The entertainer said little at a Capitol Hill news conference where he was the main attraction, but Rep. Sheila Jackson Lee (search), D-Texas, elaborated on details of the possible tour, saying it would be held in late May or early June.

"This man is going to lead the global effort" against AIDS (search), said Rep. Bobby Rush (search), D-Ill., as Jackson stood to his right, lightly bowing his head and smiling softly to a throng of reporters and photographers.

Jackson Lee said that during a meeting in her office, Jackson was invited by ambassadors from several African nations to tour their countries and help raise money for AIDS prevention, treatment and education programs.

Whether the tour will take place is in doubt, though.

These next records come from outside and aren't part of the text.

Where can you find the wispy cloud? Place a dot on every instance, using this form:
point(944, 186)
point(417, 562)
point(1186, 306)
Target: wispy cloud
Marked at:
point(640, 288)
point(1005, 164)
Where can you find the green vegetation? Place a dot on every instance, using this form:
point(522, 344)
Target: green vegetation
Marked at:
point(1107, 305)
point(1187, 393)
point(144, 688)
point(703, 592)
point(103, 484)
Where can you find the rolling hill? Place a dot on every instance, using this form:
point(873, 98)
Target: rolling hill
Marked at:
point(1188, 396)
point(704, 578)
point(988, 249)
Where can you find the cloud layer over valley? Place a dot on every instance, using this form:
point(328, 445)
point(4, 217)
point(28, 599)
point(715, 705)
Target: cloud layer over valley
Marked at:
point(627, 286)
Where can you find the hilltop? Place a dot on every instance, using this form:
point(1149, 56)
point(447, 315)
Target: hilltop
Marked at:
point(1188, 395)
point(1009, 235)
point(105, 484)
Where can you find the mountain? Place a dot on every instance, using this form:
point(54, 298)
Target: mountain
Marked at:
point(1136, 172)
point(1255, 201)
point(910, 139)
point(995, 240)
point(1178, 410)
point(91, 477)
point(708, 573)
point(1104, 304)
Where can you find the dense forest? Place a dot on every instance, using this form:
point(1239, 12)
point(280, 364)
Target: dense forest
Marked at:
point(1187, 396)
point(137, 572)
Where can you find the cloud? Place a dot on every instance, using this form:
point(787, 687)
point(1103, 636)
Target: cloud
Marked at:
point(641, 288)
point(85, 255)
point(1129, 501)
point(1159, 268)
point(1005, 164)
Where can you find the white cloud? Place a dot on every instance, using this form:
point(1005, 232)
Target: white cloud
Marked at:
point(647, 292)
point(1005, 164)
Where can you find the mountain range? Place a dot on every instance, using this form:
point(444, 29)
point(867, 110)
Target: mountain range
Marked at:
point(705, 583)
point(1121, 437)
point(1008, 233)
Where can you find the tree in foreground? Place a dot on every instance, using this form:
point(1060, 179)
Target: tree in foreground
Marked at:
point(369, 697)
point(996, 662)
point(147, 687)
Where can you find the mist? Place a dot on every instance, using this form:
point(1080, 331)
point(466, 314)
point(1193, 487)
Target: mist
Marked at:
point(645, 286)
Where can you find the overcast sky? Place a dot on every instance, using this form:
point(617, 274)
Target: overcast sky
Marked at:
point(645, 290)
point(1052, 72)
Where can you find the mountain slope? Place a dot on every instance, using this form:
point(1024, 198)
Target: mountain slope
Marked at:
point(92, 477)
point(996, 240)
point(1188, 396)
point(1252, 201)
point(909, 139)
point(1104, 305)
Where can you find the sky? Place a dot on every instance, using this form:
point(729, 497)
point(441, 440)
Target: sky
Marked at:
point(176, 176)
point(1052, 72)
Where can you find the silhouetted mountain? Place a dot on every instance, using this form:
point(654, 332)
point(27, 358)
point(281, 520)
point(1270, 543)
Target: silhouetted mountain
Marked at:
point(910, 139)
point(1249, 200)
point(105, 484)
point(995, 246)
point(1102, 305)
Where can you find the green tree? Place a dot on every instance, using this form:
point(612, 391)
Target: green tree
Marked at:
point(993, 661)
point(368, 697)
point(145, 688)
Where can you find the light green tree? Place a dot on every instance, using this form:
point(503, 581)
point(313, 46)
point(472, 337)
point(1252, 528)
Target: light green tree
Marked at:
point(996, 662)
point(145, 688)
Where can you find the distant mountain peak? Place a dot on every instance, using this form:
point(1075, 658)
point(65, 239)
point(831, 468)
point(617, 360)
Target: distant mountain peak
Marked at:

Jackson surrendered his passport after he was booked in November on child molestation charges and will have to ask a judge for permission to travel outside of the country.

Jackson has pleaded innocent to the seven counts of committing lewd or lascivious acts upon a child under age 14 and two counts of administering an intoxicating agent to the child. A pretrial hearing is scheduled for Friday.

Despite the charges, Jackson was met by loud screams, applause and chants of "Michael, Michael" from fans who waited to get a glimpse of him as he was hustled by bodyguards through the narrow hallway of a House office building.

Wearing a satiny red jacket, embroidered across the chest and sleeves with silver sequin brocade and bearing purple-sequined military-style stripes on the shoulders, Jackson met for more than an hour behind closed doors with a small group of black lawmakers and the African ambassadors.

Later, his only words at a brief news conference were "That wasn't loud enough," when plans for a concert tour in Africa were announced and met with mild applause.

Jackson was scheduled later to visit patients at Walter Reed Hospital, where many soldiers wounded in Iraq are being treated. An association of spouses of African ambassadors is scheduled to present him with a humanitarian award Thursday for his contributions to fighting AIDS in Africa.

While fans in Washington eagerly welcomed Jackson, leaders of the 38-member Congressional Black Caucus were less enthusiastic. They had turned down his request to attend its meeting Wednesday, saying they were too busy dealing with legislative issues affecting black Americans.